Dolandırıcılık insanlık tarihi kadar eski bir meslek. Tarihe baktığımızda her çağda görmek mümkün. Zamanla ve toplumdan topluma farklılık göstererek gelişmeye devam etmiş ve insan doğasıyla ilişkili olduğu için insanlık var olduğu sürece de devam edecek gibi görünüyor.
İnsan doğasında yer alan açgözlülük ve hırs, her zaman daha fazlasını isteme arzusu, dolandırıcılığın yaygınlaşmasında önemli rol oynar. Etrafımızda dolandırılmayan insan kaldı mı acaba?
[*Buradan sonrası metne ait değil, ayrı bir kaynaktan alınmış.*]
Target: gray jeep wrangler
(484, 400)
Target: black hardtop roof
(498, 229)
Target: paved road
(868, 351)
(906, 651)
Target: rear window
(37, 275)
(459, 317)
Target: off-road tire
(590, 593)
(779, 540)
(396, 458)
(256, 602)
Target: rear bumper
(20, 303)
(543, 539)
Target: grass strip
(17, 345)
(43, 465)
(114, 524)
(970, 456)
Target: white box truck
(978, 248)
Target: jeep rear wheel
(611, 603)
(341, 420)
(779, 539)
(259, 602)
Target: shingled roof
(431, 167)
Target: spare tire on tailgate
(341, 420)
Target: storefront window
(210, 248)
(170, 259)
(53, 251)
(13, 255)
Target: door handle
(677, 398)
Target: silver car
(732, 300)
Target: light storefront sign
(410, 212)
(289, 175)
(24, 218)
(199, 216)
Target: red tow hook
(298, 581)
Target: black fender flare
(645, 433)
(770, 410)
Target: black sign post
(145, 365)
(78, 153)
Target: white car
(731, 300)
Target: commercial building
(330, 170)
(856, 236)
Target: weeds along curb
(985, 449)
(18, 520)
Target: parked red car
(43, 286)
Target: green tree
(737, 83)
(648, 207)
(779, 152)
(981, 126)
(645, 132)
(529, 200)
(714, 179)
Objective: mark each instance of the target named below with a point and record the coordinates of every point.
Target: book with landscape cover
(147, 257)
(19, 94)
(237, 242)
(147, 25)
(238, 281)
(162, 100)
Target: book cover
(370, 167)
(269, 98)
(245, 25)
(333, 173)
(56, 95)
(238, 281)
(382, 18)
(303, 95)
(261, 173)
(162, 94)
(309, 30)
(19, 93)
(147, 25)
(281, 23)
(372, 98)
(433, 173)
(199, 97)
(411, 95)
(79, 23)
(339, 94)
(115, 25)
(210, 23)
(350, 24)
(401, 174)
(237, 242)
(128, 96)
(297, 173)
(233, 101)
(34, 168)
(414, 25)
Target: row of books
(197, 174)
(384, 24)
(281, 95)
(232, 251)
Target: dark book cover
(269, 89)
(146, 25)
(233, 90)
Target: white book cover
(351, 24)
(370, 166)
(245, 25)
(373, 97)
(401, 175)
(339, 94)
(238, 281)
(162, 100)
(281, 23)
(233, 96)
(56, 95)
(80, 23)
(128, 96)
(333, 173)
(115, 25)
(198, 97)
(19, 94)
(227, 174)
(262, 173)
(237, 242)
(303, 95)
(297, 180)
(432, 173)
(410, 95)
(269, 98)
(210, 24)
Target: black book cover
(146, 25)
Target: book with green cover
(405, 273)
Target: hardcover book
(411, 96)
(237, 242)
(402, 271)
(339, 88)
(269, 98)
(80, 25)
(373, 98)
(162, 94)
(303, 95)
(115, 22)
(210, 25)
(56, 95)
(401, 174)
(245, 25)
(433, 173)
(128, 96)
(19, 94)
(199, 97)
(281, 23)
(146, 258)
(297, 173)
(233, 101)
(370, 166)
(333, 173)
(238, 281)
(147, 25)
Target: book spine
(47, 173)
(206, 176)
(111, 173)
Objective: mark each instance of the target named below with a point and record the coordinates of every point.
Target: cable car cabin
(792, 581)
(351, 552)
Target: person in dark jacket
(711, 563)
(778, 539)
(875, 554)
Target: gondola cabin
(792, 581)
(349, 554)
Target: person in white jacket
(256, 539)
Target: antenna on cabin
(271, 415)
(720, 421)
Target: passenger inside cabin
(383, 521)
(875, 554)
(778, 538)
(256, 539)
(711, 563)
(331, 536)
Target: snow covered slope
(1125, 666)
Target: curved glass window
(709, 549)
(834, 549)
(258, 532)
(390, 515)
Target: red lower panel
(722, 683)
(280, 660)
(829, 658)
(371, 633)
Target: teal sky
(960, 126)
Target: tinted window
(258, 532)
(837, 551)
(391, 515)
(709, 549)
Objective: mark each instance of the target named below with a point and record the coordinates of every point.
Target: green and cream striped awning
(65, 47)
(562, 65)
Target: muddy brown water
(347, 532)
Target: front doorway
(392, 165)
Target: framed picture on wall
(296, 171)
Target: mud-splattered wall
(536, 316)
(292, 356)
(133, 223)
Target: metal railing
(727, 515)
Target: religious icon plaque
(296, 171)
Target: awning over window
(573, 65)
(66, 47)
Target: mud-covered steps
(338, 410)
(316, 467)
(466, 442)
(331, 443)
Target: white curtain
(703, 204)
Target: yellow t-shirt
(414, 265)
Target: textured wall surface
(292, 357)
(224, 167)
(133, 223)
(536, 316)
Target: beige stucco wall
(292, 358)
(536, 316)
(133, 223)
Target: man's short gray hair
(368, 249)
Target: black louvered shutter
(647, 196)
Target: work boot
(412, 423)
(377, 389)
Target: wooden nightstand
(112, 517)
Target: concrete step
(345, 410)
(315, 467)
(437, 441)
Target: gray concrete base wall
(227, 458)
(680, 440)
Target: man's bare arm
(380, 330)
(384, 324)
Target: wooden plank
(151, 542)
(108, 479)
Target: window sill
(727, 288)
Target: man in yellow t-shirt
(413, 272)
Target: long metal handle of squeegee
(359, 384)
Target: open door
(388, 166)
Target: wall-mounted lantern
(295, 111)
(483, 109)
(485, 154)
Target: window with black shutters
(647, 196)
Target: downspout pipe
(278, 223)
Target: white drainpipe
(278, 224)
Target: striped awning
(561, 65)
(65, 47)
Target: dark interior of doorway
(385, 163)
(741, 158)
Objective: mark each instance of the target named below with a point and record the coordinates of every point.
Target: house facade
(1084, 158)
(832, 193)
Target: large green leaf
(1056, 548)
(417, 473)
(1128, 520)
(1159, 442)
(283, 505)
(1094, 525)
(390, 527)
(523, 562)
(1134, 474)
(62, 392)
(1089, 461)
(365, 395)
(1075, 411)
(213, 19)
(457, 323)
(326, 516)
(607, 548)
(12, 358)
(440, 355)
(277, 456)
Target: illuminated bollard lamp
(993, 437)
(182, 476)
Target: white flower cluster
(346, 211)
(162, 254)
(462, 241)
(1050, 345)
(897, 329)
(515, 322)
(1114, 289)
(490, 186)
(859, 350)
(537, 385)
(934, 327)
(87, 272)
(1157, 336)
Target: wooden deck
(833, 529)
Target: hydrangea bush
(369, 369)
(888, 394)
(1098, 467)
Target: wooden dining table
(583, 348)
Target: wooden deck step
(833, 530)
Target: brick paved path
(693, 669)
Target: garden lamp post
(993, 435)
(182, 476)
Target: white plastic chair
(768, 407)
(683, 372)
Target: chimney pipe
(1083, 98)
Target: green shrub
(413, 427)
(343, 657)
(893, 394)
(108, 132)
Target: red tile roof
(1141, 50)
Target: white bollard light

Bu hikayeleri dinlerken bu insanların nasıl kandırıldıklarına şaşıp kalıyoruz ama sıra bize geldiğinde biz de kuzu kuzu dolandırılıyoruz. Özü hep aynı. Adamlar bu işi çözmüş, doğana aykırı davranamayacağına eminler ve her zaman oradan vuruyorlar. Daha fazla para, statü veya güç arzusu, insanları kendinden geçiriyor ve gözlerine bir perde indiriyor.
İnsan doğasını da en fazla etkileyen, toplum... Toplumda statü, zenginlik, başarı, çok değerli görüldüğünde insanlar bu hedeflere ulaşmak için daha fazla hileye başvurabilir. Karınca gibi çalışıp uzun vadede birikim yapmak tarih oldu. Hız ve teknoloji zamanında yaşıyoruz. Hiçbir şey yapmadan büyük bir refah içinde yaşamak istiyoruz. En az çabayla maksimum kazanç. Çıkan haberleri görüyoruz ama umut dünyası, eninde sonunda oltaya düşüyoruz.
Dediğim gibi dolandırıcılık da teknolojiyle birlikte evrildi, yöntemler değişse de halen insan doğasını kullanarak devam ediyorlar. Mesela futbol dünyasındaki fon dolandırıcılığında adamlar nasıl kandırıldı? Yüksek kar beklentisiyle... Özüne baktığın zaman özel bir fonla çok daha fazla bir kazanç vadedildi. Adamları özel olduklarına inandırmışlar. Burası bence çok önemli, alt bantta egoyu görebiliyoruz. Özel hissetme, ayrıcalıklı hissetme ve tabii ki yüksek kazanç. Dikkat edilmesi gereken en önemli unsur ise her şeyin bir ederi, üç aşağı beş yukarı bir getirisi vardır. Bu rakamlara göre değerlendirme yapmak lazım.
Başka bir örnek de internet alışverişlerinden vermek istiyorum. Bir malın ortalama bir fiyatı vardır. Seçenek çok fazla ama maliyet denen bir unsur da var. Ticarette zararına satış diye bir şey yoktur. Bir ürünü dörtte bir fiyatına almak mümkün mü? Yine kendini çok zeki zannedenler veya bir şeyi çok fazla istemekten kaynaklanan akıl tutulmasıyla bu fiyatlara atlayıp dolandırılıyorlar.
O kadar çok dolandırma tekniği var ki birinden kaçsan birine illaki yakalanıyorsun. Şu sosyal medya hesaplarına dadananlar var. Bu hafta benim hesabımı da çalmaya çalıştılar. ‘şikayet var hakkında’ diye bir hesap. Bir gönderim şikayet edilmiş kaldırmam için bir link atmışlar da fala filan, attıkları linke tıkladığım anda hesabımı ele geçirecekler ve kendi menfaatlerinde kullanacaklar. Merak ve korku duygumu harekete geçirerek faydalanacaklardı. Kendilerini polis, savcı gibi gösterip hareket edenler de korku duygusunu kullanıyorlar.
Onlar ki artık her yerde; sadece bir tıkla hayatınızı kabusa çevirebilirler. Yöntemler değişiyor ama değişmeyen tek şey insan doğası ve toplum normları.